RB: I'm more fascinated and perplexed by the spatial implications of quantum computation than the temporal. I'm really curious about how spooky action at a distance is going to be expressed in quantum computers. But maybe this is inextricable from the temporal in that quantum entanglement suggests a simultaneous field that exists concurrently with the field where photons zip around? My mind is caving in.
MS: In what ways do you see technology, particularly quantum computation, allowing for telepathy?
RB: Here's the best thing about being a fiction writer--I can just make shit up to answer this question. The short answer: I do not know. The speculative answer: Maybe we're just occupying onion skins of an Everettian many worlds model. Maybe the messages we send and receive aren't being sent in received in our own reality, but across practically identical multiple realities. Maybe consciousness offers a way to slip through to these other realities which overlap our own.
MS: I have an instinct telling me that time travel, in some form, has already commenced, and this is responsible for the escalating pace of change and what I perceive to be the increasing unreliability of history similar to what the AI described in your blog post as “non-trivial changes to the past.” How irrational do you think that makes me?
RB: I entertain similar thoughts. One way I think about this is to look around and say, Shouldn't we all be dead by now? How is it that we've managed to survive this long as as unhinged species farting itself into oblivion? Or, think about how to live your life in such a way that will be interesting, entertaining, or useful to some future intelligence so that it will manipulate the world around you in your favor? And how is that any different than belief in God?

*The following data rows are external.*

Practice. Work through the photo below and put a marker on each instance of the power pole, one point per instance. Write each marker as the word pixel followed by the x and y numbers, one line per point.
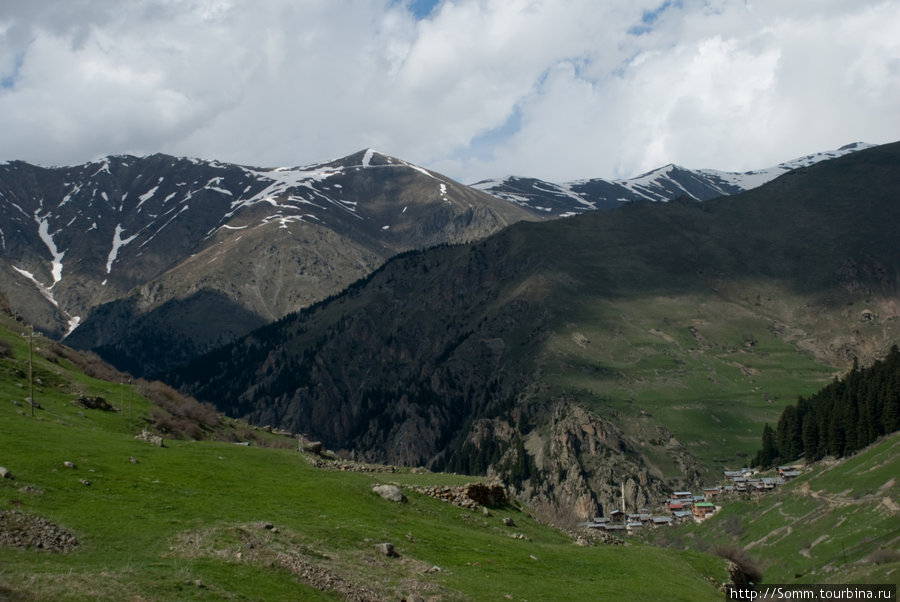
pixel 30 369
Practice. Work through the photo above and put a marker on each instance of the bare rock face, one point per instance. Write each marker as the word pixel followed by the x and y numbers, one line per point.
pixel 583 462
pixel 391 493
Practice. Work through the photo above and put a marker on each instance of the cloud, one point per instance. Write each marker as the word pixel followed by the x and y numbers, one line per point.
pixel 473 88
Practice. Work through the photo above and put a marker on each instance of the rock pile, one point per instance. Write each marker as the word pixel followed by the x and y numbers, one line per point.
pixel 151 438
pixel 470 496
pixel 24 531
pixel 350 465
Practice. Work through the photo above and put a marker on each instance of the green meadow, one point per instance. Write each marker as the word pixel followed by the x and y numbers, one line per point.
pixel 211 519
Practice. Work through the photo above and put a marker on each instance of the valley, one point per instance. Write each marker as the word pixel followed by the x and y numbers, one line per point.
pixel 396 317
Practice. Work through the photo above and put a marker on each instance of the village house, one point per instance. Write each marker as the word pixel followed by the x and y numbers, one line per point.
pixel 703 509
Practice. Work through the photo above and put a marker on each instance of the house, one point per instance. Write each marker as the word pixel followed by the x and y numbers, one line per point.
pixel 703 509
pixel 736 474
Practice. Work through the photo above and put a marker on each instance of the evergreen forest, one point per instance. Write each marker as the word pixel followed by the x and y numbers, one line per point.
pixel 845 416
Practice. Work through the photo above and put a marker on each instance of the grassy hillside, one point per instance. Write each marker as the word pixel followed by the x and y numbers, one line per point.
pixel 837 523
pixel 208 519
pixel 674 331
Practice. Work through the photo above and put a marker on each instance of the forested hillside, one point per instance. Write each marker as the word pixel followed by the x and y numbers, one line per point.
pixel 845 416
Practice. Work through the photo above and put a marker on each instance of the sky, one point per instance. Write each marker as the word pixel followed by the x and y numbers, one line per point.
pixel 557 89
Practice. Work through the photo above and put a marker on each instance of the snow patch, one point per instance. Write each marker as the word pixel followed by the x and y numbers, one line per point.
pixel 148 195
pixel 43 289
pixel 44 233
pixel 118 243
pixel 74 321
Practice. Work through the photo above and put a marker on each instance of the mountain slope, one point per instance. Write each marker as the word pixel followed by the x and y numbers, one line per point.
pixel 662 184
pixel 130 235
pixel 836 523
pixel 645 345
pixel 212 520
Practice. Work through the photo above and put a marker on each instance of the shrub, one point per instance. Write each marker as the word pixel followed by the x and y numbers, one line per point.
pixel 745 569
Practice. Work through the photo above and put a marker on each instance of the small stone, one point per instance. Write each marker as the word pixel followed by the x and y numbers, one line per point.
pixel 386 549
pixel 391 493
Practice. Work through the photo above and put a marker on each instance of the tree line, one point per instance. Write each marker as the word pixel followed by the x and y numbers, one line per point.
pixel 846 415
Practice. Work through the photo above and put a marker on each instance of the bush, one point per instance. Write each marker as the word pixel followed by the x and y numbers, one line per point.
pixel 745 569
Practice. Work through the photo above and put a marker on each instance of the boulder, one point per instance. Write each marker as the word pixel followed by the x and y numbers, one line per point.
pixel 386 549
pixel 391 493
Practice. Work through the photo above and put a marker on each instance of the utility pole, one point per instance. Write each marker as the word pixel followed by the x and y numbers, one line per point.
pixel 30 369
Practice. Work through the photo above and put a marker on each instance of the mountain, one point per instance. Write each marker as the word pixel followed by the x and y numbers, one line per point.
pixel 630 351
pixel 90 511
pixel 661 184
pixel 131 256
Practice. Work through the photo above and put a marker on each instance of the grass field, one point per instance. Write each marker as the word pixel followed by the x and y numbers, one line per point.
pixel 215 520
pixel 837 523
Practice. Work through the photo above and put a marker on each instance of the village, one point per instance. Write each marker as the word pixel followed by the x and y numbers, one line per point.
pixel 686 505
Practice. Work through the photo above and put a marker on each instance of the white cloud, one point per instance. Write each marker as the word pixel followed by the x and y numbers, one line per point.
pixel 555 89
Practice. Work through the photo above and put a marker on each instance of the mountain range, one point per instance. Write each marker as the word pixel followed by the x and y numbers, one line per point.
pixel 639 349
pixel 661 184
pixel 400 316
pixel 128 255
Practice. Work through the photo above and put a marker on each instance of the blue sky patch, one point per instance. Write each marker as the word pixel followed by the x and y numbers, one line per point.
pixel 422 8
pixel 8 81
pixel 650 17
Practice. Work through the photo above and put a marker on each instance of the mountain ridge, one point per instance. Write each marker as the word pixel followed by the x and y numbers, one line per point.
pixel 661 184
pixel 622 332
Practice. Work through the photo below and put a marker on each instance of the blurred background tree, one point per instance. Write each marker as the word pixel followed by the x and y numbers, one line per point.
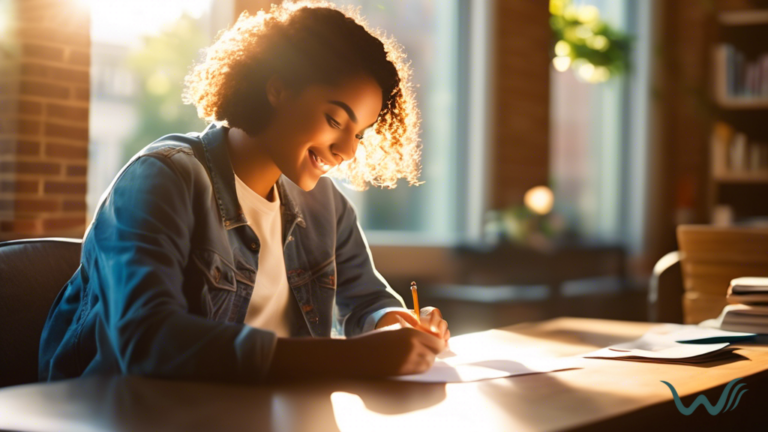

Again, I think it's really important to recognize the role our egos play in this. We're scared, insecure, needy creatures desperate to be recognized and validated, and the thrill of feeling like we've stumbled upon some profound truth, that we're in some sort of inner circle of hidden knowledge, is seductive. As soon as we start going down that path, I think it's crucial to externalize your loving kindness to those around you, care for other peoples' hearts, lift up as many people as well as you can, relieve as much suffering as you're able to in this brief life. Otherwise, what's the point?
If you put this conversation into the playground open AI, choose da Vinci as the model da Vinci will continue this conversation and perhaps you can drive some insights.